"Alles hat seinen Platz im Leben und ist gut so. Und Umwege gehen heißt nicht scheitern", sagt Cordula Haderlein nachdenklich. Sie war bisher Rektorin an der Adalbert-Stifter-Grundschule und unterstützt seit Mitte November das Schulamt Forchheim als weitere Schulrätin. "Ich hatte Glück, weil ich immer Freude an meiner Arbeit hatte und Sinnhaftigkeit in ihr fand", erzählt Cordula Haderlein weiter. Die 54-Jährige ist in Frensdorf geboren und lebt jetzt mit Ehemann in Hallstatt. Ihre beiden Kinder sind 28 und 32 Jahre alt und gehen ihre Wege. "Der Weg entsteht beim Gehen. Vieles ist im Wandel und Anforderungen ändern sich. Es bieten sich aber auch immer wieder Möglichkeiten und man muss Entscheidungen treffen", meint die Schulrätin.

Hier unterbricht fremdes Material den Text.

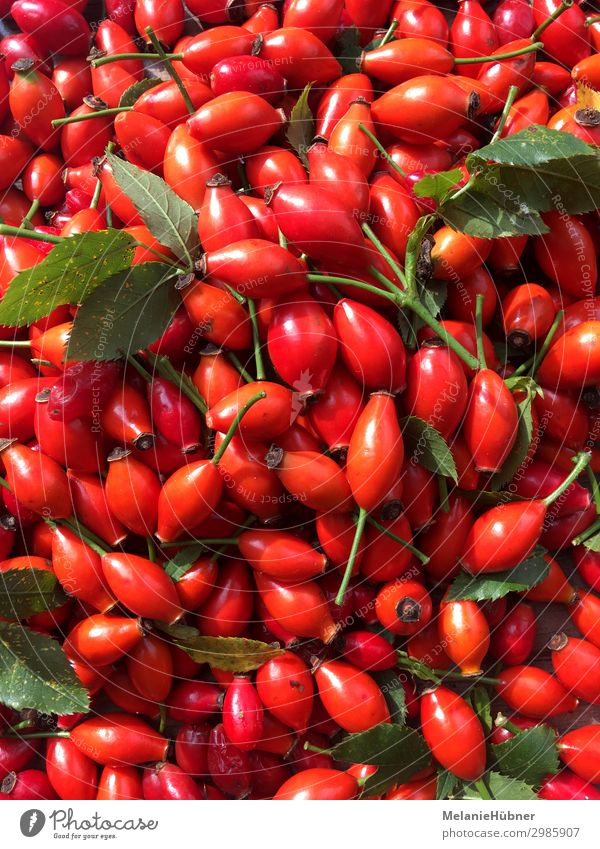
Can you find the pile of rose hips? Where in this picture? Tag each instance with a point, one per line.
(283, 452)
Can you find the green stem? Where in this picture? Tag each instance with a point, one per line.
(566, 4)
(346, 281)
(165, 368)
(443, 491)
(388, 258)
(595, 489)
(235, 424)
(581, 461)
(139, 368)
(26, 222)
(234, 359)
(481, 60)
(8, 230)
(390, 33)
(173, 73)
(89, 116)
(360, 527)
(118, 57)
(537, 359)
(423, 313)
(589, 532)
(260, 368)
(483, 789)
(96, 195)
(151, 549)
(510, 99)
(382, 150)
(419, 554)
(85, 535)
(479, 330)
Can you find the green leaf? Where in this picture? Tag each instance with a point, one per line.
(475, 212)
(593, 543)
(131, 94)
(503, 788)
(433, 296)
(34, 673)
(125, 313)
(427, 445)
(482, 705)
(536, 145)
(70, 272)
(348, 50)
(170, 219)
(446, 784)
(24, 592)
(179, 564)
(232, 654)
(301, 126)
(393, 692)
(494, 585)
(413, 252)
(386, 745)
(529, 756)
(521, 447)
(437, 185)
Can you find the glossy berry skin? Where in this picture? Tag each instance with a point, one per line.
(281, 554)
(444, 540)
(101, 640)
(132, 492)
(490, 426)
(579, 750)
(367, 651)
(235, 122)
(286, 689)
(118, 739)
(376, 452)
(464, 631)
(503, 536)
(72, 774)
(370, 346)
(315, 784)
(243, 714)
(142, 586)
(534, 692)
(424, 109)
(436, 387)
(150, 667)
(36, 480)
(573, 359)
(188, 497)
(403, 607)
(119, 782)
(300, 608)
(228, 766)
(302, 344)
(512, 640)
(350, 696)
(576, 664)
(568, 786)
(453, 733)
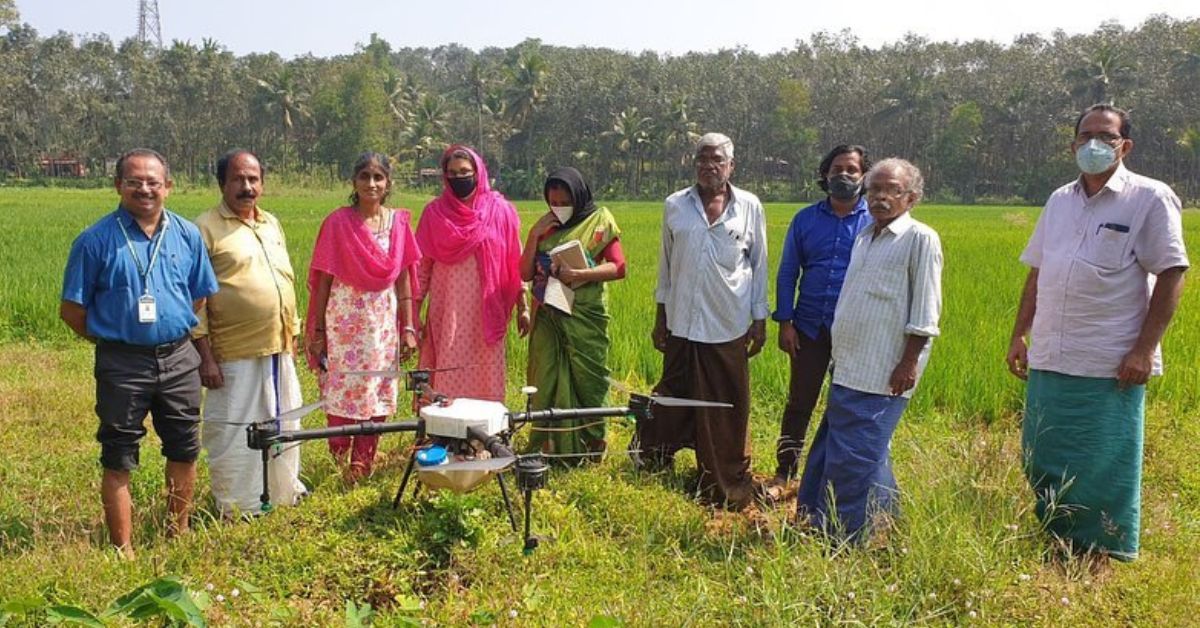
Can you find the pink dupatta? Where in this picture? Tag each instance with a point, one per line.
(489, 228)
(347, 250)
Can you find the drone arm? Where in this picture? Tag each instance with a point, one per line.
(557, 414)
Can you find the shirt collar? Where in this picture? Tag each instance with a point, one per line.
(904, 222)
(859, 207)
(1116, 183)
(731, 205)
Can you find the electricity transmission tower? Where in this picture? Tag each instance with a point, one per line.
(149, 23)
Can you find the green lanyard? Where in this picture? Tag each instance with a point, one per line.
(154, 252)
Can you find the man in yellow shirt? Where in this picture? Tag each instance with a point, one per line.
(246, 340)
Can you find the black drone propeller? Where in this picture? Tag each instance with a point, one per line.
(670, 401)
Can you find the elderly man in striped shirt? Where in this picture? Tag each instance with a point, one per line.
(882, 333)
(712, 318)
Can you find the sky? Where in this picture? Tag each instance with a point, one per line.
(293, 28)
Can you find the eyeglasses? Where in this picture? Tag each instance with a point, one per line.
(1108, 138)
(136, 184)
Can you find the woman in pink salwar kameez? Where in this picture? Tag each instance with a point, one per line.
(469, 238)
(361, 315)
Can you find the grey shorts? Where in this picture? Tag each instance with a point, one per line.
(131, 382)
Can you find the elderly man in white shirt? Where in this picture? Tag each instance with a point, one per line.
(1107, 263)
(712, 312)
(882, 333)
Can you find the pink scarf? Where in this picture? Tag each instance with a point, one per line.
(489, 228)
(347, 250)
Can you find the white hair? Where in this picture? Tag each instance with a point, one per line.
(721, 141)
(905, 168)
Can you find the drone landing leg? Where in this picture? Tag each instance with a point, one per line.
(264, 498)
(508, 503)
(531, 540)
(403, 483)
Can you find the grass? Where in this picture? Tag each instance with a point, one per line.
(631, 548)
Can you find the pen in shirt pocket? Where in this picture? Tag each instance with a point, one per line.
(1114, 226)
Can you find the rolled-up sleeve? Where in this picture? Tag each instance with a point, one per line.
(1032, 253)
(81, 273)
(202, 281)
(789, 273)
(1159, 243)
(663, 289)
(925, 274)
(759, 306)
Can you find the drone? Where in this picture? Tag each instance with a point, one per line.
(461, 442)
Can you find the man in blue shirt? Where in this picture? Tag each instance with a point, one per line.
(816, 252)
(132, 285)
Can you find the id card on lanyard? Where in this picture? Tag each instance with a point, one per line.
(148, 309)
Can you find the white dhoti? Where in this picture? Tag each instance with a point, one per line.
(255, 389)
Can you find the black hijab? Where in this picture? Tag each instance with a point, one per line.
(581, 195)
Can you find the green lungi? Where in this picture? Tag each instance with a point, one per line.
(1083, 446)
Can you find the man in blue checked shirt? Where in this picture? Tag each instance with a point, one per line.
(816, 252)
(132, 285)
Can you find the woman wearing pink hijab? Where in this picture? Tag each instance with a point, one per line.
(360, 314)
(471, 274)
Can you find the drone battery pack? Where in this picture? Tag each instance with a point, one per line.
(453, 420)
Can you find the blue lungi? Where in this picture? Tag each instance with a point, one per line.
(850, 464)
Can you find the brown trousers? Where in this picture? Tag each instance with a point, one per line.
(720, 436)
(809, 368)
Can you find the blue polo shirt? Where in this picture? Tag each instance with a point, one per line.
(102, 277)
(816, 251)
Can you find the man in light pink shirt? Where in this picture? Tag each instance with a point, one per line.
(1107, 263)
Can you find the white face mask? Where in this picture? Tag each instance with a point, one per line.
(1096, 156)
(563, 213)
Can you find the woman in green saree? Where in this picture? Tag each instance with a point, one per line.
(569, 352)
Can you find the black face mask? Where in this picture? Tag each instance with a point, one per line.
(844, 186)
(462, 186)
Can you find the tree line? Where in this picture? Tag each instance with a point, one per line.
(985, 121)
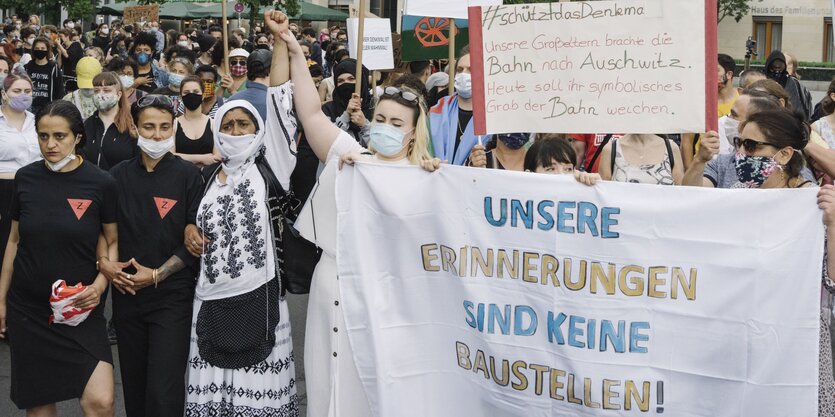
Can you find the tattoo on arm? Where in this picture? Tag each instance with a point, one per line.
(173, 265)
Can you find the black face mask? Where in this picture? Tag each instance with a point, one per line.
(782, 77)
(192, 101)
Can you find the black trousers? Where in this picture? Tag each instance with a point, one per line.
(153, 330)
(6, 195)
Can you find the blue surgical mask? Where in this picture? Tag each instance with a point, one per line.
(464, 85)
(143, 58)
(174, 80)
(514, 140)
(386, 139)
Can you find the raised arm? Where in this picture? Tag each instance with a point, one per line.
(319, 130)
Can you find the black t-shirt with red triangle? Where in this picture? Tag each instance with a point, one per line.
(60, 217)
(154, 210)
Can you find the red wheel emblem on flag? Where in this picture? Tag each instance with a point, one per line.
(432, 31)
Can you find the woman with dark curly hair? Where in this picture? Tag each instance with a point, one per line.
(60, 208)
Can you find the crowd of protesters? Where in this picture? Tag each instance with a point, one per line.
(138, 161)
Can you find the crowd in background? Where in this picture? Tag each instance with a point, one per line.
(136, 160)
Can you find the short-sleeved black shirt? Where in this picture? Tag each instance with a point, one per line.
(60, 217)
(154, 210)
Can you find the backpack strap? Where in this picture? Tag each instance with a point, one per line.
(597, 152)
(670, 153)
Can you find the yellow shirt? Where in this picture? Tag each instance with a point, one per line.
(725, 108)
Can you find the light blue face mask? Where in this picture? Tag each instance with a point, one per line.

Sie selbst machte die Mittlere Reife, brach eine Ausbildung zur Zahnarzthelferin ab und begann eine Ausbildung zur Arzthelferin, die sie abschloss. Einige Jahre arbeitete sie als Arzthelferin, heiratete und bekam 1985 ihren Sohn. "Ich war gern Hausfrau und Mutter. Aber nach einem halben Jahr habe ich mich gelangweilt", erzählt Cordula Haderlein. Deshalb besuchte sie das Abendgymnasium in Bamberg und machte nach nur drei Jahren das Abitur.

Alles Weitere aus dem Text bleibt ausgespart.